The scene is encoded as a continuous function with a 5-dimensional input of 3D (x, y, z) coordinates and view direction (2 dimensions). For each 3D point, we predict (r, g, b) color and a density value. The 5D input is encoded using positional encoding and given as input to an MLP.
While the original NeRF paper traces rays through the world, we leverage the physically-grounded thin lens model where each pixel on the image sensor observes a cone of light through the lens. By leveraging prior work (Mip-NeRF) that predicts a color (r, g, b) and density values for each section (conical frustum) of this cone, we apply similar concepts for our formulation.
We sketch out the cones that are formed for each pixel of the image sensor. Each cone is divided into smaller conical frustums approximated as 3D spherical Gaussians. The mean and variance of each gaussian are computed and encoded using an integrated positional encoding mechanism. An MLP uses this encoded input to predict color and density. The color for each pixel is the transmittance for the cone of light that each pixel sees.
Experiments on Small Scene Dataset
1. Single Stack Training
We train the network for a single focal stack as shown in red in the table above. The focus point ranges from the closest tip of the Lego Bulldozer to the furthest tip. The visualization of the training focal stack is shown in the image in the top right.
Rendering All-In-Focus (AIF) Image
We render an All-In-Focus image and compare it to the corresponding ground-truth image as shown in the animation above. Closely observing the rendered image showcases blurry artifacts near the center of the image. This indicates that the network does not infer the depth of that region correctly hence producing artifacts. This can be overcome by providing training images with more than one aperture value as shown in the following sub-section.
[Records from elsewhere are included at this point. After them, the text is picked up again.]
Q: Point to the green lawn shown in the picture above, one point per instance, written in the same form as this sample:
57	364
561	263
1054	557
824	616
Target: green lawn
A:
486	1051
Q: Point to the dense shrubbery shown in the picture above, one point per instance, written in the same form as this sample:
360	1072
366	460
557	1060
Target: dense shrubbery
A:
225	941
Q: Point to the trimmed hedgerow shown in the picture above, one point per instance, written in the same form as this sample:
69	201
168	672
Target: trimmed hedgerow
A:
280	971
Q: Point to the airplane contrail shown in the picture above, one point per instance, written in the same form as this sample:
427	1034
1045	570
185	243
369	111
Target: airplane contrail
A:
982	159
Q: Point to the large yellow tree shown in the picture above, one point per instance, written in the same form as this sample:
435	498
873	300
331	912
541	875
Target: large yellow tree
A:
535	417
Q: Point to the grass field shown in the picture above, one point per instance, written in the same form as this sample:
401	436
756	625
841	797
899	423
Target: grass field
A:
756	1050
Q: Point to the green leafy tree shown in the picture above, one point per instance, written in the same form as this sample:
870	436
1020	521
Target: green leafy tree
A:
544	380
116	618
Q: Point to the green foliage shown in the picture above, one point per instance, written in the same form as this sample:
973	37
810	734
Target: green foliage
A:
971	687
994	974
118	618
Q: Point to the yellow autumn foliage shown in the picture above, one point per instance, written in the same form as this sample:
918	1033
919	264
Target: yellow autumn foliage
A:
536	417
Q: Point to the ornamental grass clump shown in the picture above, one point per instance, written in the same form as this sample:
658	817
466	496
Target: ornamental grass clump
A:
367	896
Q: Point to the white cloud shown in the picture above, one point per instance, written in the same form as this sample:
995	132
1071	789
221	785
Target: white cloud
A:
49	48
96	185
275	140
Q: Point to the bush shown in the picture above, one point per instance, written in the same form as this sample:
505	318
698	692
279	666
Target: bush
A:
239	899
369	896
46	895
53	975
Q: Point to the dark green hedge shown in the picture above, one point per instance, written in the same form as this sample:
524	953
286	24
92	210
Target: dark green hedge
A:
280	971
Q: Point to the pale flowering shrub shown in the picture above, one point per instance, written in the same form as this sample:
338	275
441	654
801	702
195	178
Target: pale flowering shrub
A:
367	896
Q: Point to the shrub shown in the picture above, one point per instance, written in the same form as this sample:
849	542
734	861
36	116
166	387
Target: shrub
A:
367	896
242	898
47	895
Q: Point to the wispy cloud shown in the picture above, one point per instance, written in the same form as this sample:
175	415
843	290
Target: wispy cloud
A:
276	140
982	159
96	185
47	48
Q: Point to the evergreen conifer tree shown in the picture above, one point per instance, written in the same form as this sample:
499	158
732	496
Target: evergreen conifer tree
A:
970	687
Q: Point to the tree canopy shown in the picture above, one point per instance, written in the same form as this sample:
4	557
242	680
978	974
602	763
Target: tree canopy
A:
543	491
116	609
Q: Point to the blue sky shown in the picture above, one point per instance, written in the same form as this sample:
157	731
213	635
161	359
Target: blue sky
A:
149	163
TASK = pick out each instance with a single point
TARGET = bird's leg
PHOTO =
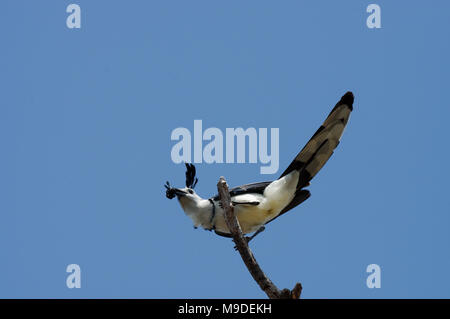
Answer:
(260, 230)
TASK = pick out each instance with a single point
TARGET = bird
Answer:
(257, 204)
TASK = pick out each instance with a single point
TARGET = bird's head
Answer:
(186, 195)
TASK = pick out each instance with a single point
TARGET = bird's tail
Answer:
(323, 143)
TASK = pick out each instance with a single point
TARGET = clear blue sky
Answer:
(85, 123)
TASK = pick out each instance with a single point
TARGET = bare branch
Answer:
(246, 254)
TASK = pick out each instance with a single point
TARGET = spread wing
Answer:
(323, 143)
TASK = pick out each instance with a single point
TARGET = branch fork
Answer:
(246, 254)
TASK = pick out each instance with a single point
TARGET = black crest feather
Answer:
(191, 180)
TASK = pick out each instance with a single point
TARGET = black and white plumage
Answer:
(257, 204)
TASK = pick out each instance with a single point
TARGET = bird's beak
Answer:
(179, 192)
(171, 192)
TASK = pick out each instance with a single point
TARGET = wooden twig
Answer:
(246, 254)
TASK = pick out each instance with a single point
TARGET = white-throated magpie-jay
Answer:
(257, 204)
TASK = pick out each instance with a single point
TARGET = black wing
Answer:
(257, 188)
(323, 143)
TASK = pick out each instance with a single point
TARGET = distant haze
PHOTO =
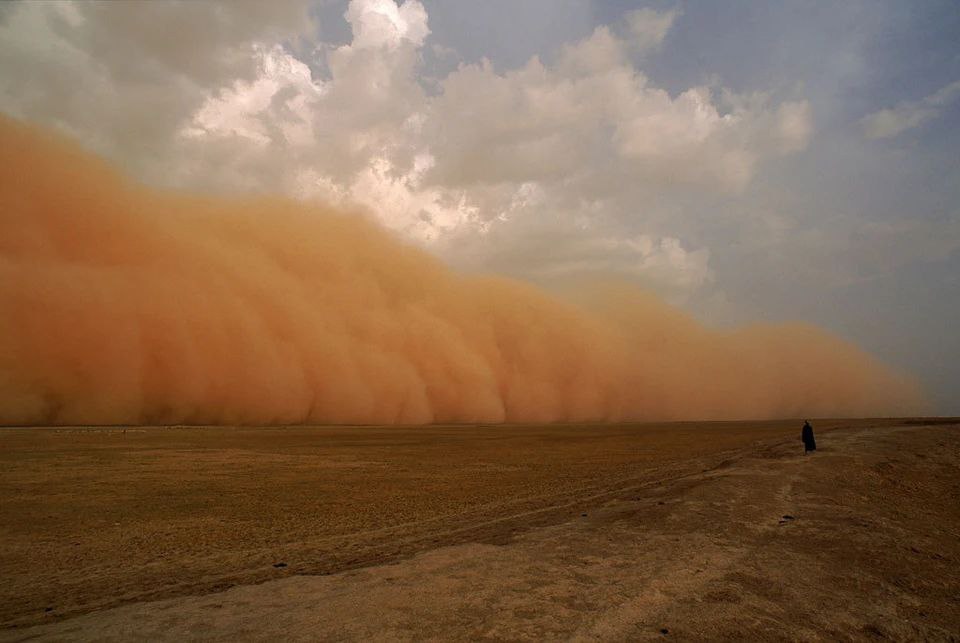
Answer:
(122, 304)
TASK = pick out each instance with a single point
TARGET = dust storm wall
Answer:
(120, 304)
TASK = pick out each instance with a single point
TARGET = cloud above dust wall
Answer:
(122, 304)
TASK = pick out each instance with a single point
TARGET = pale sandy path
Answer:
(872, 551)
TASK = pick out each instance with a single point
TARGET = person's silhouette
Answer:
(809, 443)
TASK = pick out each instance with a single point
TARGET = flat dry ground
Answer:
(609, 532)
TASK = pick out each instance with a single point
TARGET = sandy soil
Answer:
(482, 532)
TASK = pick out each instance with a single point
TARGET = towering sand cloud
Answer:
(119, 304)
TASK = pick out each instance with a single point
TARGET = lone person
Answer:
(809, 444)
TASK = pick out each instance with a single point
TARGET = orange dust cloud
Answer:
(121, 304)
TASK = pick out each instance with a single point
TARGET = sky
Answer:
(747, 161)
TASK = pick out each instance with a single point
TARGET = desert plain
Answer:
(716, 530)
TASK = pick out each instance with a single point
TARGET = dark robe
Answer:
(809, 444)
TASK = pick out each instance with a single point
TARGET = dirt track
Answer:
(682, 531)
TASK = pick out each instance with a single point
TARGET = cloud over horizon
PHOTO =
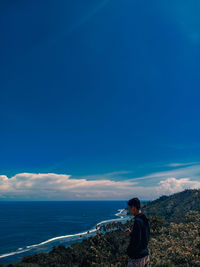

We evaluate our network on focus points in between the training focus points. The training focal points are shown in red while the evaluation focus points are shown in yellow in the table above. The sweep of the entire focus range is shown in the GIF above. We observe a smooth sweep of the images indicating that the network learns a consistent depth representation of the scene.
We evaluate our approach on an aperture stack as shown in yellow while the training images are shown in red. The aperture sweep of the rendered images is shown above with the focus plane on the bulldozer blade. Again, we observe a very smooth interpolation of images for the entire aperture sweep showing that the network is able to learn a consistent scene depth representation from a single training focus stack.
2. Multi-Stack Training
We evaluate the effect of training multiple focal stacks on the test set PSNR. The third focal stack (shown in green) is kept as the test set while the red images are part of the training set. We observe that increasing the number of training focus stacks from 1 to 2 improves the test PSNR by a huge margin. A minimal increase in metrics is observed when increasing the number of training stacks from 2 to 4.
We conclude that a decent performance can be achieved if the number of training images includes varied focus-aperture pairs. Hence a suitable sampling strategy is investigated in the sub-section below.
3. Sampling Strategy
We investigate the effect of randomly sampling the Focus-Aperture grid for generating the training images. The random sampling strategy is shown on the top row, right image. We compare the All-In-Focus image PSNR with that of the single stack and two stack training experiments. We observe that randomly sampling the training images gives very competitive metrics; even better than that of two-stack training. This indicates that providing images from a diverse range of focus-aperture values gives the network the most amount of information that can be exploited to learn a consistent scene-depth representation.
Experiments on Large Scene
We showcase results for rendering an All-In-Focus image (AIF) trained on a varied number of focus stacks for the large scene dataset above. We infer that with an increase in the number of training focus stacks, the image quality improves but still suffers from major blurry artifacts. We conclude that this is caused due to the inability of the network to learn the large range of scene depths from a few ray sample points.
Experiments on Real Dataset
We train our network on a real focus-aperture dataset. The dataset contains 45 focus points and 18 f-stop numbers of which we use two focal stacks as the training set. We render images with a focus point in the center of the scene with varying f-stop numbers i.e. we generate an aperture sweep with the focus at the scene mid-point.
We can observe that the training images (first two rows) are rendered close to ground truth. For the remaining rendered images, the network has to learn to extrapolate. We observe with increasing f-stop numbers, the network generates worse results. This can be attributed to the missing camera calibration parameters in the dataset which leads to incorrect camera modeling.